Brdečka was born in Hranice (then in Austria-Hungary)[1] to a literary family; his father, Otakar Brdečka, wrote under the pseudonym Alfa.[2] Brdečka studied at Charles University in Prague until the German occupation of Czechoslovakia forced the closing of the school in 1939.[1][2] He then became an administrative clerk at the Prague Municipal Museum (Městském muzeu v Praze) and found occasional work as a newspaper journalist and cartoonist.[2] He worked as a press agent for the studio Lucernafilm [cs] from summer 1941 to the end of 1942.[2] In 1943 Brdečka took a job as an animator, and by 1949 he was working as a film director and screenwriter at Barrandov Studios.[1] He began directing animated films on his own in 1958.[2]

His writing credits include Springman and the SS, The Emperor's Nightingale, The Emperor and the Golem, Lost Children, The Fabulous World of Jules Verne, A Midsummer Night's Dream, The Fabulous Baron Munchausen, The Cassandra Cat, Lemonade Joe, Dinner for Adele, and The Mysterious Castle in the Carpathians.
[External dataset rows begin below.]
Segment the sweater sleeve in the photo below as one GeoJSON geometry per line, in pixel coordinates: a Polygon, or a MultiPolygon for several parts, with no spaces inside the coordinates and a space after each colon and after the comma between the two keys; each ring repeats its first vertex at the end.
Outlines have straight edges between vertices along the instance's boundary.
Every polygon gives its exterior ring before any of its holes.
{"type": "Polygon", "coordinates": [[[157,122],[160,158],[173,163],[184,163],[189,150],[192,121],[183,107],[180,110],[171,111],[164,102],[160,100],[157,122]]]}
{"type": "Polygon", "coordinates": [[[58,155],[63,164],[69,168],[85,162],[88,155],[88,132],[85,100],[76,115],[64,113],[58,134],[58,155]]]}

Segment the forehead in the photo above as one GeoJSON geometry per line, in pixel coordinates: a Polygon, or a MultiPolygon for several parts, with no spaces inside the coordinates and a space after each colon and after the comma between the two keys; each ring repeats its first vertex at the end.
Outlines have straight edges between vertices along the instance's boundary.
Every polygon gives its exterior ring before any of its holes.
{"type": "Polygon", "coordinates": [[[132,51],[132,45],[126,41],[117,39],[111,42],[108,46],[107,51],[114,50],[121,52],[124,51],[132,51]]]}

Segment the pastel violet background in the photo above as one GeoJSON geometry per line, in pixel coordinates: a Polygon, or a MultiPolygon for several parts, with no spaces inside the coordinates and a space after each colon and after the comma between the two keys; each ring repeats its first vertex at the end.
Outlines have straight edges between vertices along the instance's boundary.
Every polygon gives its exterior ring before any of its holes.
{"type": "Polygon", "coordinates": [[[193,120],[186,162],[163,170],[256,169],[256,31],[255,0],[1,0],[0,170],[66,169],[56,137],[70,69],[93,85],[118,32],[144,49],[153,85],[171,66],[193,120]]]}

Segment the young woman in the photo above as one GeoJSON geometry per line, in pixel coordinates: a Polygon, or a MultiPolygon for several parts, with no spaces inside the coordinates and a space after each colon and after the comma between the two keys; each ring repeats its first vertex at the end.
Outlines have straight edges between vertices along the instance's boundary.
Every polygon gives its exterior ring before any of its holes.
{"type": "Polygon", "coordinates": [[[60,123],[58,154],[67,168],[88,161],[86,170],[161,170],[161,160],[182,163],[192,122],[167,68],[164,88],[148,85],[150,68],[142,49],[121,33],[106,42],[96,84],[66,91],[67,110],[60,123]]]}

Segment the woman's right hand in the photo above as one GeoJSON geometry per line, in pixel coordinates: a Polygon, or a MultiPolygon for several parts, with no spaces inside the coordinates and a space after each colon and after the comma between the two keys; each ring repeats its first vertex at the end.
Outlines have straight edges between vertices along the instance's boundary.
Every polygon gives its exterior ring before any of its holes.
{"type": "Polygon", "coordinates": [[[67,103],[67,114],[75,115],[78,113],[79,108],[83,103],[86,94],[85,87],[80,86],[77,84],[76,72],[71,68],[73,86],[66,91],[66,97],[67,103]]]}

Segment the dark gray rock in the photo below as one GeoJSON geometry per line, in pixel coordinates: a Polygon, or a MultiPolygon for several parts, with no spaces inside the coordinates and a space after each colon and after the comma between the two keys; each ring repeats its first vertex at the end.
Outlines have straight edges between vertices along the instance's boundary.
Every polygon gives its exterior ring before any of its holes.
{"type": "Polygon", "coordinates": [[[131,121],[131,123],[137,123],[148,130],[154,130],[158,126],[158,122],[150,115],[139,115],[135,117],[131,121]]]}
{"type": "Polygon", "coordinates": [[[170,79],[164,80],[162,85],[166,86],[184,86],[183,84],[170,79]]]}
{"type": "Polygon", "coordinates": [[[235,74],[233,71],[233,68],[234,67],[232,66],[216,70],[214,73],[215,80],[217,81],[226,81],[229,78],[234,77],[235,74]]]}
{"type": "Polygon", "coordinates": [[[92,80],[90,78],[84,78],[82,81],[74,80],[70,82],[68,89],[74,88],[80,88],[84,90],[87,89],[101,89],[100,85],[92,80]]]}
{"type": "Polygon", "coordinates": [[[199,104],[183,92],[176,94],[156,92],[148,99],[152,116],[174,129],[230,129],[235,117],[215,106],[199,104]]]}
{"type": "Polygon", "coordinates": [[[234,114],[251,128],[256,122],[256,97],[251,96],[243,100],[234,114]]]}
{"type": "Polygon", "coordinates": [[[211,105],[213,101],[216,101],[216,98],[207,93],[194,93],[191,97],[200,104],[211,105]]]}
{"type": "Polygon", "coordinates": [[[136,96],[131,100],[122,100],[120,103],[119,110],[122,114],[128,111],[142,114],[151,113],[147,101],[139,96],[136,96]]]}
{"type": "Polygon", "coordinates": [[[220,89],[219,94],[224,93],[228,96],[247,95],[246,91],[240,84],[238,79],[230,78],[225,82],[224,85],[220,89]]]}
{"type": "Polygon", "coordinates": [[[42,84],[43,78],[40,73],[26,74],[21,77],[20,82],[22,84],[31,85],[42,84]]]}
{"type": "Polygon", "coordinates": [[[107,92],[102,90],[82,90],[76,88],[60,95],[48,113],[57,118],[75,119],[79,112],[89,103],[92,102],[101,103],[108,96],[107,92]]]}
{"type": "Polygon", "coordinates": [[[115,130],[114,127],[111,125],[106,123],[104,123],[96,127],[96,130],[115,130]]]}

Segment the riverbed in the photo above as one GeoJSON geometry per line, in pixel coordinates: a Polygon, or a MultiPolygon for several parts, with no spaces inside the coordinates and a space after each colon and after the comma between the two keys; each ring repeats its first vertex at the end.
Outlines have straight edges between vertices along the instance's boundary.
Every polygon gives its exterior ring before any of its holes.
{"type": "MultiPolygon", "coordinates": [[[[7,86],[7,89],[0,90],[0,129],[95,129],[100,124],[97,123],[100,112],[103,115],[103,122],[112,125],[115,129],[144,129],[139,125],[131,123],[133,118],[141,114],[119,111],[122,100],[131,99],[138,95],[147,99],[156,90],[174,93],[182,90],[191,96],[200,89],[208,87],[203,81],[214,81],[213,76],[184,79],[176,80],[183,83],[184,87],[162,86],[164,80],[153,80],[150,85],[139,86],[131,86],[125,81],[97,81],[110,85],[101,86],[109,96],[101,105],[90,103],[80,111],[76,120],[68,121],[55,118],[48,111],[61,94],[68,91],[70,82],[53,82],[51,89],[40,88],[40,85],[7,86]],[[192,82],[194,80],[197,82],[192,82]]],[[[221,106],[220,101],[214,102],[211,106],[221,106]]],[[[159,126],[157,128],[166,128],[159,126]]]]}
Brdečka's work is marked by its droll intellectual humor, often featuring an extensive use of hyperbole, satire, and literary illusions.[2]

In 1952, Brdečka's daughter, the writer and film critic Tereza Brdečková [cs], was born.[2]

Brdečka died in 1982 in Prague.[2]


  1. ^ a b c d Boček, Jaroslav (1965). Modern Czechoslovak Film. Prague: Artia.
  2. ^ a b c d e f g h Hemelíková, Blanka (2007). "Jiří Brdečka". Slovník české literatury po roce 1945. Ústav pro českou literaturu. Retrieved August 17, 2012.